A simplified automated approach for a preliminary safetyassessment of distributed electric and hybrid propulsionsystems

Abstract The environmental impact of disruptive aircraft and propulsion system architectures are investigated in many studies. Different energy generation and storage paths, in conjunction with the distributed propulsion systems are evaluated. The complexity of those hybrid powertrains increases significantly. As, the safety impact on aircraft level is not always obvious it has to be analyzed already in a preliminary design stage. Within this work a method shall be introduced that allows a simplified automated safety assessment of any powertrain architecture. All combinations of single and multiple failures are identified and a combined failure rate is derived.
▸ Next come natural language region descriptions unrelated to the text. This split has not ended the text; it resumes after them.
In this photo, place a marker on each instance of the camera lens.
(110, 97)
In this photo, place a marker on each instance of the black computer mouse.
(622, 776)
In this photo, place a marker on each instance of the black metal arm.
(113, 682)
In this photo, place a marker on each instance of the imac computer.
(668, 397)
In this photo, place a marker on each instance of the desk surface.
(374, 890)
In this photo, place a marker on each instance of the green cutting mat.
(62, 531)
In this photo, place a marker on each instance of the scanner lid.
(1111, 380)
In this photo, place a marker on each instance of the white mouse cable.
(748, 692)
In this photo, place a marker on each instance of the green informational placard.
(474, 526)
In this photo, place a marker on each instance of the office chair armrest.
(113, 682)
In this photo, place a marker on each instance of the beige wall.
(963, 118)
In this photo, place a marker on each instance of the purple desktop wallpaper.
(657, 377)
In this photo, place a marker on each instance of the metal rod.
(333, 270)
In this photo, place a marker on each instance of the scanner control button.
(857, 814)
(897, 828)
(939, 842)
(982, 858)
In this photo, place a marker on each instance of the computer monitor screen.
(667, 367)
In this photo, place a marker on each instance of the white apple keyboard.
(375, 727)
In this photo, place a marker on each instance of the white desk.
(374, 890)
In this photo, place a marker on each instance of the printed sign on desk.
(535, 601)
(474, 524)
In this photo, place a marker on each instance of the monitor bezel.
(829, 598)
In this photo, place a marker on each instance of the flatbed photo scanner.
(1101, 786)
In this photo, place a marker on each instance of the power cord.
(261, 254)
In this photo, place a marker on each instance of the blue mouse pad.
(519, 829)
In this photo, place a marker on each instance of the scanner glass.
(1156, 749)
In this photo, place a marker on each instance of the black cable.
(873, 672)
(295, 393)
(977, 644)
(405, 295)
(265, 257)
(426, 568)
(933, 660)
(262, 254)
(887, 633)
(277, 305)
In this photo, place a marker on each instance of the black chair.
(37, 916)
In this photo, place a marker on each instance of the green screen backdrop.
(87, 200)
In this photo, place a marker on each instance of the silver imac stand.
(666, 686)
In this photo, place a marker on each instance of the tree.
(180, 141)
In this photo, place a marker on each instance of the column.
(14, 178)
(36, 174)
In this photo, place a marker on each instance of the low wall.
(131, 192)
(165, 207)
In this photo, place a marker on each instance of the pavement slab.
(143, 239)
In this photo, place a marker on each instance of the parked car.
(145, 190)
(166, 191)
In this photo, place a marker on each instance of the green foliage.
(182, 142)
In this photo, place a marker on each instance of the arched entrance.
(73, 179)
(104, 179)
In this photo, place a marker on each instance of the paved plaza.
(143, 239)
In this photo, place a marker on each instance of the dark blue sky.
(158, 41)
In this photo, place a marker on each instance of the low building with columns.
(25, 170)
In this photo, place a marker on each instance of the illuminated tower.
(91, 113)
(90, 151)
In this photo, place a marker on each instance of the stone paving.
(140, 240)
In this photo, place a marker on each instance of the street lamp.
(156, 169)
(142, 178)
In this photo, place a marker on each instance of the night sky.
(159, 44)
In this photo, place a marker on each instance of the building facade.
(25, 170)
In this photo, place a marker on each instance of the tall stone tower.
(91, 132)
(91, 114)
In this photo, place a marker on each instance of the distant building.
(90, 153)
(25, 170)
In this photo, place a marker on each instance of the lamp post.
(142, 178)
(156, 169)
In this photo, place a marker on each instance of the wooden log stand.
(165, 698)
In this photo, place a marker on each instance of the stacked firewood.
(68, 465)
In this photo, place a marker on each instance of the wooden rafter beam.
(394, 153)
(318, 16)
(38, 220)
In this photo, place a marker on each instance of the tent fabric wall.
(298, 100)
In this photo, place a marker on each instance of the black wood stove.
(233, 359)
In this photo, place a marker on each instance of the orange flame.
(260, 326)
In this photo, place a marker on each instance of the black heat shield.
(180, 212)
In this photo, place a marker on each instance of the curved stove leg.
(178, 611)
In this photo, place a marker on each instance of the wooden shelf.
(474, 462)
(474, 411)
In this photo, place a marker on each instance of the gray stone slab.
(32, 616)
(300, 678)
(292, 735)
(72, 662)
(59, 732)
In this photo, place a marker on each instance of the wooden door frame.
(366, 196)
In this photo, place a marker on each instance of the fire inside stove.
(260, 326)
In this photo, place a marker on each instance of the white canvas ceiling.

As the suitability of a component failure rate is suitable depends on the analysis of its intended function. Therefore, the component failure impact has to be evaluated on aircraft level. A selection of metrics for top-level-aircraft functions, as introduced by Jézégou is used to implement an impact driven analysis for each relevant failure case. The impact on aircraft level is calculated using handbook methods. The metrics used assess the adverse effects on climb performance, lateral controllability and range degradation. For all failure combinations these effects can be validated against requirements imposed on the configuration. The configurations used for the assessment exemplarily were developed within the GNOSIS project. Results show the necessity for a reevaluation of either the architecture or the component failure rate. The method allows an early detection of configuration specific shortcomings of complex hybrid powertrain architectures, for the chosen metrics, already in a preliminary aircraft design stage.